Monday, May 3, 2010

Food for thought

Finally got my rear back into the real gym today; nothing insane, a mile on the elliptical (hills program, level 5), 2 miles on the stationary bike (hills program, level 4), chest press, and some pec fly variations - all done in the sweltering heat of a muggy Virginia spring/summer afternoon, in a room that has zero ventilation. Poor Liam was drenched in sweat from playing solo in the kiddie corral in that same room.

Anyways, as with any gym, there are the standard floor to ceiling mirrors so that one can ogle themselves (or others if that's your thing) while on the cardio machines. Since I was actually wearing shorts today, I was watching my quads and hamstrings while on the elliptical and bike. I'm pretty disgusted by the state of affairs my legs have found themselves in these days. There's no real definition between hams and glutes anymore, and my quads look soft; almost pillowy. There's still the faint line between quads and hamstrings, and the slight outline of my calves, but overall my legs are a freaking mess.

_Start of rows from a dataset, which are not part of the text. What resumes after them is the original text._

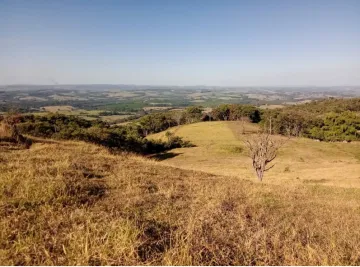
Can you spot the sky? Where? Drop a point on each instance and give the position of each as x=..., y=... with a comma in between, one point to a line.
x=180, y=42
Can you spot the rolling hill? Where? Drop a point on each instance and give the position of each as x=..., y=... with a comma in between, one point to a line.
x=220, y=150
x=73, y=203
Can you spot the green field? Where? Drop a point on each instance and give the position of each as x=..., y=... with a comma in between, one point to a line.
x=220, y=150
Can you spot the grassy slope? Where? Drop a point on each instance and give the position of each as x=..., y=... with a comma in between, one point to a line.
x=220, y=150
x=71, y=203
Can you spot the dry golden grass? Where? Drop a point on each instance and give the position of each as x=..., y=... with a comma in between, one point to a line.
x=71, y=203
x=220, y=150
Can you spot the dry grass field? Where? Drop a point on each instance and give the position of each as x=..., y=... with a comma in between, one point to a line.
x=73, y=203
x=220, y=150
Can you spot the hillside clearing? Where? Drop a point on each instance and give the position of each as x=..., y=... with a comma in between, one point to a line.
x=220, y=150
x=71, y=203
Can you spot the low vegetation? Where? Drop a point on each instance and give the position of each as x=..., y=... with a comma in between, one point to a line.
x=73, y=203
x=121, y=138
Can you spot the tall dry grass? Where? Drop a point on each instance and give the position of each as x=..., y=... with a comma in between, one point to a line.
x=70, y=203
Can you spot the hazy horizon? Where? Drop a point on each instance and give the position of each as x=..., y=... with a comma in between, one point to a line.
x=186, y=43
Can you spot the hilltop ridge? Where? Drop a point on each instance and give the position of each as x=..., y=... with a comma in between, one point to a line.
x=65, y=202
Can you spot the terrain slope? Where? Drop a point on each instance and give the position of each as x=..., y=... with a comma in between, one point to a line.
x=73, y=203
x=220, y=150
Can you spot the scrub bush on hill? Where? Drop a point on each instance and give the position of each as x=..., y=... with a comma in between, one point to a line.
x=121, y=138
x=327, y=120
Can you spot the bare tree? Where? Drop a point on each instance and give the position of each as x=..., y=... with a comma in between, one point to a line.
x=262, y=150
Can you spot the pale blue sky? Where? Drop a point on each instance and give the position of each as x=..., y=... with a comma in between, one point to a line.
x=226, y=43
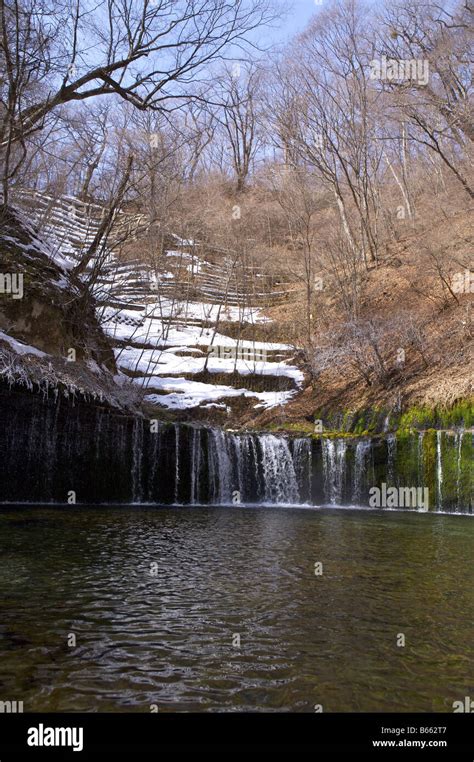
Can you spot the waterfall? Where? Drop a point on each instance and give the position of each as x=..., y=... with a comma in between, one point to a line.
x=391, y=459
x=303, y=464
x=221, y=477
x=195, y=465
x=439, y=472
x=137, y=455
x=421, y=461
x=459, y=438
x=176, y=461
x=279, y=475
x=105, y=457
x=362, y=452
x=334, y=469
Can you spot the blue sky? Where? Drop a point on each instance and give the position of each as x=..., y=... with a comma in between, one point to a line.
x=298, y=14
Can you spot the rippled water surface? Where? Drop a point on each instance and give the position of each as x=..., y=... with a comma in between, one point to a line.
x=155, y=597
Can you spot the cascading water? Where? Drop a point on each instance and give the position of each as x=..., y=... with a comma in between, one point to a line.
x=51, y=450
x=391, y=459
x=302, y=455
x=362, y=453
x=439, y=471
x=459, y=441
x=279, y=474
x=137, y=494
x=334, y=468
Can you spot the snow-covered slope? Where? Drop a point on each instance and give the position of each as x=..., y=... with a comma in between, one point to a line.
x=170, y=323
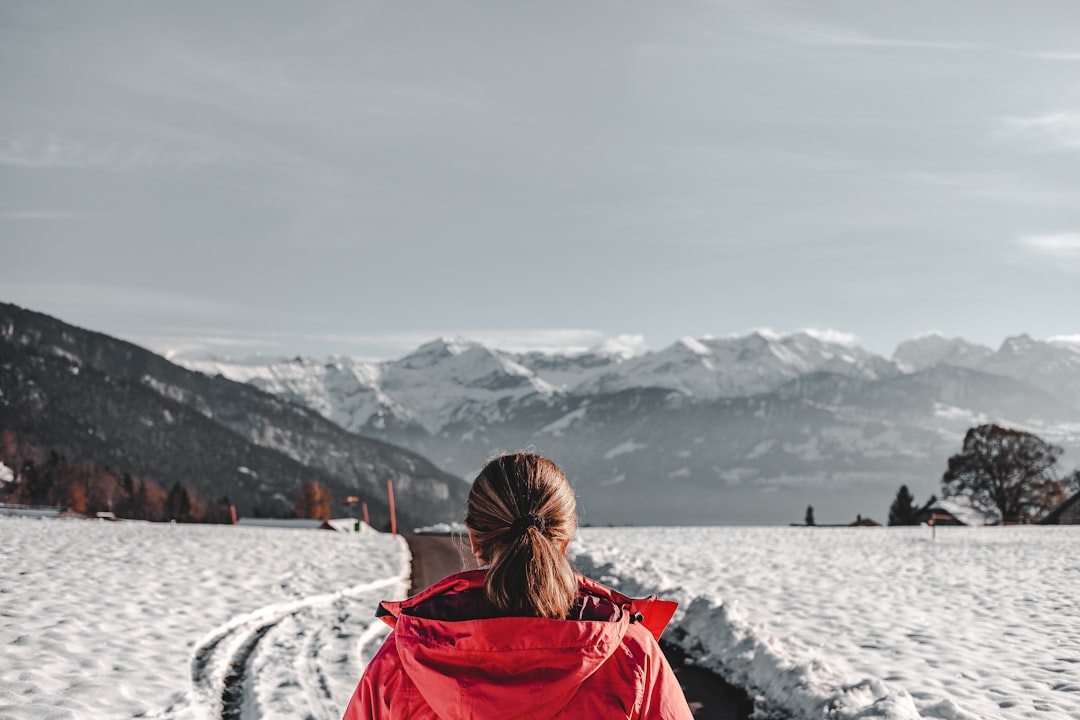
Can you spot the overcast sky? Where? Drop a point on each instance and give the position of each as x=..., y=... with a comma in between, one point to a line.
x=356, y=178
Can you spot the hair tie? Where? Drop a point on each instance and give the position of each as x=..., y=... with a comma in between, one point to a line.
x=522, y=525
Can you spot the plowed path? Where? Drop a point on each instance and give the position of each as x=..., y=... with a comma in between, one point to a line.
x=711, y=697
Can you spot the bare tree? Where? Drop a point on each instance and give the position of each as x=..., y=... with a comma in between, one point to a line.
x=1007, y=470
x=904, y=511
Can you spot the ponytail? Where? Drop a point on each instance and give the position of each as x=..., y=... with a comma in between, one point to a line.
x=522, y=512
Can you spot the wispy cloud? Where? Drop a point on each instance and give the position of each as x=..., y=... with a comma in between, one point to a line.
x=1053, y=57
x=56, y=151
x=825, y=335
x=41, y=215
x=1051, y=131
x=1063, y=244
x=836, y=36
x=828, y=335
x=196, y=343
x=998, y=187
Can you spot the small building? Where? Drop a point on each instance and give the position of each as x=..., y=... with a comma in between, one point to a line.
x=1067, y=513
x=338, y=524
x=940, y=516
x=294, y=522
x=42, y=512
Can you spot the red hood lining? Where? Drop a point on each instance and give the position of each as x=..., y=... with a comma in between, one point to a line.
x=472, y=603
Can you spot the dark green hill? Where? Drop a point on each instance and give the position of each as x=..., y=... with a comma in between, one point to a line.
x=95, y=398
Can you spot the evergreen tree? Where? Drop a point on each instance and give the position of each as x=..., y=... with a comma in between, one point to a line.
x=1007, y=470
x=314, y=501
x=904, y=511
x=178, y=504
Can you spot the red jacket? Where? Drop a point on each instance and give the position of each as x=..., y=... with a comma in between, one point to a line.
x=451, y=657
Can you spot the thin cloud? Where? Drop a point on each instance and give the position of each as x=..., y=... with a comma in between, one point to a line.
x=1063, y=244
x=197, y=343
x=836, y=36
x=55, y=151
x=1054, y=130
x=1053, y=57
x=828, y=335
x=41, y=215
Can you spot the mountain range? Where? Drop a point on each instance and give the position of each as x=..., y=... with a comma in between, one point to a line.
x=746, y=429
x=95, y=398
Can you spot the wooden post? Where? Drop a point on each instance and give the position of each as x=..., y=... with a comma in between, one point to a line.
x=393, y=516
x=933, y=522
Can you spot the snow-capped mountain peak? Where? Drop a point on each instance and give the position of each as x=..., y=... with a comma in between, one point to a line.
x=935, y=349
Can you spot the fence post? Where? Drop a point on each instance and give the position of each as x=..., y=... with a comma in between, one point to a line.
x=393, y=516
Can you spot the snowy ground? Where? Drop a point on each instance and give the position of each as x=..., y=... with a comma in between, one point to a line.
x=102, y=620
x=124, y=620
x=981, y=623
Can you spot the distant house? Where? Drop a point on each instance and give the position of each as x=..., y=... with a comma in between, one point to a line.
x=1067, y=513
x=29, y=511
x=958, y=510
x=338, y=524
x=294, y=522
x=939, y=515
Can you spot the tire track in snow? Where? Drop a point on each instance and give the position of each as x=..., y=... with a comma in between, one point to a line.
x=220, y=662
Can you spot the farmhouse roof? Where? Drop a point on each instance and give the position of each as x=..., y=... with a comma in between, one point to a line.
x=1067, y=513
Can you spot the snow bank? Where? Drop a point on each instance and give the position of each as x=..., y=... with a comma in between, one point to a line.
x=885, y=623
x=121, y=620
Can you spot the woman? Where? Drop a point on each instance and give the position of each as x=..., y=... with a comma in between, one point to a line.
x=525, y=637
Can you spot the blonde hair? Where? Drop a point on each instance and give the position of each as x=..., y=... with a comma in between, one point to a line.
x=522, y=512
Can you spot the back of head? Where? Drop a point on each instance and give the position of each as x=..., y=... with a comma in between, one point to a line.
x=522, y=514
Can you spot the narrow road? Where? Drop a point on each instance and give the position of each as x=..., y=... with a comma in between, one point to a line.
x=711, y=696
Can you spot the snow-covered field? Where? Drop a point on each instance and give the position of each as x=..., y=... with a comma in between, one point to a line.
x=102, y=620
x=977, y=624
x=124, y=620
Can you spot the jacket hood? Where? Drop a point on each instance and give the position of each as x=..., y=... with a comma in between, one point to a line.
x=468, y=662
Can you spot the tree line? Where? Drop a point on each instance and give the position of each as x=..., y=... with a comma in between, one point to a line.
x=83, y=487
x=1000, y=470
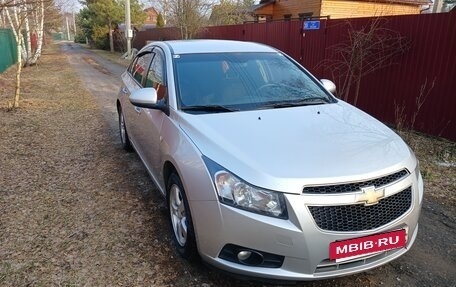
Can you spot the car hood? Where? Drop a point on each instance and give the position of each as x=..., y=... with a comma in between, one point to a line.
x=288, y=148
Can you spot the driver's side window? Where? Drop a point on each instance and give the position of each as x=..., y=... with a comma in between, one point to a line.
x=156, y=75
x=140, y=66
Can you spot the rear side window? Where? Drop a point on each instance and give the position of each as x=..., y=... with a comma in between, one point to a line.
x=139, y=67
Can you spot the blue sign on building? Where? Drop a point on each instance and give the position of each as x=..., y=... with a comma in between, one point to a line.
x=311, y=25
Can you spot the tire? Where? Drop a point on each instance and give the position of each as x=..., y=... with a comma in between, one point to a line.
x=124, y=139
x=181, y=219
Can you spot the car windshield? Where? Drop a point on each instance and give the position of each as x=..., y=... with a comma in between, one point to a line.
x=226, y=82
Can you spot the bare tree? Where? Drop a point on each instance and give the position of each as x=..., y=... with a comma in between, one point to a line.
x=189, y=15
x=368, y=49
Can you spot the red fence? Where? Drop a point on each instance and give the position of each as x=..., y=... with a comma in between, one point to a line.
x=430, y=58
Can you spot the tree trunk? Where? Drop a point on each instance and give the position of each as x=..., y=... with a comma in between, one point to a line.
x=17, y=91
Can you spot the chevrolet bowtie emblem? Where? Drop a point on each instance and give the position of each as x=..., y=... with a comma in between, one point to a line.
x=370, y=195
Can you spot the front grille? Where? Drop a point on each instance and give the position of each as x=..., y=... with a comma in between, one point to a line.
x=331, y=265
x=359, y=217
x=356, y=186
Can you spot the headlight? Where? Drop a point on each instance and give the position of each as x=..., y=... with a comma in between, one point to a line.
x=235, y=192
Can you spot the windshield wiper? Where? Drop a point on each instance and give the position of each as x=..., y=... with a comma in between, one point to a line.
x=209, y=108
x=301, y=102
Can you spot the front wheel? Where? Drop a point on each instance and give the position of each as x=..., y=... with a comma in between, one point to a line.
x=180, y=218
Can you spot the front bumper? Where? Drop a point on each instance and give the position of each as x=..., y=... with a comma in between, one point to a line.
x=303, y=244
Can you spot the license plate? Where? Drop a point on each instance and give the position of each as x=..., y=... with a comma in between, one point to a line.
x=362, y=246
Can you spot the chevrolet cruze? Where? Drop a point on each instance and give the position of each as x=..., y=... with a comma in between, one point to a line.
x=265, y=172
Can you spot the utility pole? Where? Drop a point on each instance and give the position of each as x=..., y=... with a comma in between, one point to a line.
x=128, y=31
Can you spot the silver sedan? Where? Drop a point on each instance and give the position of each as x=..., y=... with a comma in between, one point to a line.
x=265, y=172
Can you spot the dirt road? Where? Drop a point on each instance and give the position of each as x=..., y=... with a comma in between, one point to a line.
x=120, y=234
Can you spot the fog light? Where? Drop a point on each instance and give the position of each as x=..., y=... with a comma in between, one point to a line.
x=244, y=255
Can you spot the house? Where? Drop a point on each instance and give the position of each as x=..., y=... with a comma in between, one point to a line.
x=289, y=9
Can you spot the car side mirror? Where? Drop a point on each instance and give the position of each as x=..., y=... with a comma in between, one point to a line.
x=144, y=98
x=329, y=86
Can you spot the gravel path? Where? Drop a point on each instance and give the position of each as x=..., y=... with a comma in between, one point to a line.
x=75, y=210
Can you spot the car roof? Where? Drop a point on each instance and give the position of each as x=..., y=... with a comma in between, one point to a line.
x=214, y=46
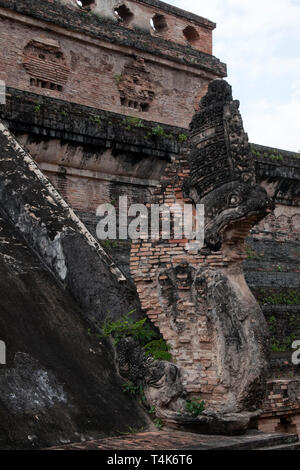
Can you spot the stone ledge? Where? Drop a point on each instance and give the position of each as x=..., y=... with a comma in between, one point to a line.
x=108, y=30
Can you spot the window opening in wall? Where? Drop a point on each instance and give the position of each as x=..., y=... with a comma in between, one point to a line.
x=158, y=23
x=123, y=14
x=191, y=34
x=44, y=84
x=85, y=3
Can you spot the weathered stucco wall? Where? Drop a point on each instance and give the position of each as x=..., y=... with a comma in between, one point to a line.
x=82, y=68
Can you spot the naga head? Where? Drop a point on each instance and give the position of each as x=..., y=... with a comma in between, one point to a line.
x=222, y=171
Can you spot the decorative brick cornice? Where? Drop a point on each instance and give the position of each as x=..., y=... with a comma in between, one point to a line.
x=90, y=24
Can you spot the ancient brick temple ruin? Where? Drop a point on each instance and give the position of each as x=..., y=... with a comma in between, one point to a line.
x=111, y=98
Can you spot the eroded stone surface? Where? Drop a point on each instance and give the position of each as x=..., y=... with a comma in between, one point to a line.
x=200, y=300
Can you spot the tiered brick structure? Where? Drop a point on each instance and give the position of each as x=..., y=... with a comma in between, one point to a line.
x=102, y=95
x=200, y=300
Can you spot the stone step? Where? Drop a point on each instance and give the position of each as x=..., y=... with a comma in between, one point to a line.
x=178, y=440
x=292, y=446
x=262, y=441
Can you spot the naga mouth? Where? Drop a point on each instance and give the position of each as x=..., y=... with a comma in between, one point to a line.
x=232, y=230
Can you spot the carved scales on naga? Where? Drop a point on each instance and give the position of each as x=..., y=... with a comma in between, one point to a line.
x=200, y=301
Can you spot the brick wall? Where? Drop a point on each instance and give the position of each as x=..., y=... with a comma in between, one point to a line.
x=281, y=408
x=89, y=70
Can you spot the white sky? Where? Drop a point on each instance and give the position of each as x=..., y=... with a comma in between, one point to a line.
x=259, y=40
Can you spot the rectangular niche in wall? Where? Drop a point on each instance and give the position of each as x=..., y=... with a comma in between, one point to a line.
x=46, y=65
x=135, y=86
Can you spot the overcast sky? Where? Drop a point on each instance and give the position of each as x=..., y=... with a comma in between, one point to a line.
x=259, y=40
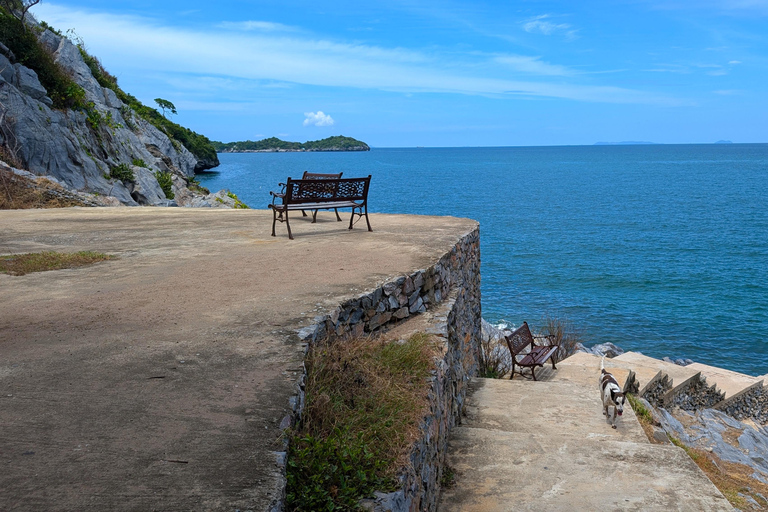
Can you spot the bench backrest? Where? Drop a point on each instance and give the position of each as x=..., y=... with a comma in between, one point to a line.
x=519, y=339
x=321, y=176
x=326, y=190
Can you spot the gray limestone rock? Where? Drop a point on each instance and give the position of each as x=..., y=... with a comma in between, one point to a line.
x=79, y=148
x=27, y=82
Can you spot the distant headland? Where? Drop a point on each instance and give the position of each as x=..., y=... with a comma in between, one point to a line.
x=275, y=145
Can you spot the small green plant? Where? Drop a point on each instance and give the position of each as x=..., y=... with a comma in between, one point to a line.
x=122, y=172
x=193, y=184
x=93, y=116
x=239, y=205
x=166, y=105
x=165, y=180
x=563, y=334
x=365, y=399
x=449, y=477
x=21, y=264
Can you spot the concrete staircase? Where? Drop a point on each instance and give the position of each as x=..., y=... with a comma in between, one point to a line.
x=545, y=446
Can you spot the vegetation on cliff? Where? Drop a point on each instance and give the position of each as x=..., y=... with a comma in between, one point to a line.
x=336, y=143
x=27, y=49
x=199, y=145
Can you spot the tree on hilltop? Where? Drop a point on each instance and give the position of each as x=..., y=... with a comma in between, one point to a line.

On the plus side, I've managed to stay close to my calorie budget every day, while still somewhat indulging my pregnancy wants/needs/cravings. I don't know if I'll head back to the OB in a few weeks and maintain my 1 lb/4week weight gain streak (meaning I don't know if I'll be able to pull that off again), but if I can keep my total pregnancy weight to <180 I think I'll be ok. That would leave me with about 10 or 15 lbs to take care of instead of, oh say 30? like last time?
I also picked up (and took) my iron meds today, we'll see if that actually makes a difference in how I feel or if it will only show on blood tests. Bah, stupid pills.

I've been thinking about my ultimate goal of competition, and call it nerves, chickening out, etc etc etc... but I'm considering choosing a competition, preparing for it like I'm actually a contender, and then going and just watching it. For now anyways. It occurred to me the other day that I haven't actually been to a body building competition, amateur or otherwise, and I think it would be unwise to enter a competition without having at least seen one in person!

I'm also having trouble getting past the issue of not having anyone to watch the kids while I train the necessary hours or even while I'm at the competition (either watching or participating). Sean will be deployed for an extended period of time, and I have to take that into consideration. I just don't have the right kind of support system, nor do I want to be an inattentive parent. The kids will already be missing their father, is it really fair to make them go without their mother as well? Especially since its completely optional and for recreation purposes?

In addition to training for, and viewing the competition; I'm toying with the idea of doing some kind of professional photo shoot after I've achieved my goals. There are no pictures of me that I can actually be proud of, and that's definitely not for lack of a good photographer. I want to get some done that not only capture the accomplishments that I will have made, but also something that I can use to help my business. Would you really want an unfit/unattractive trainer (at first glance anyways)?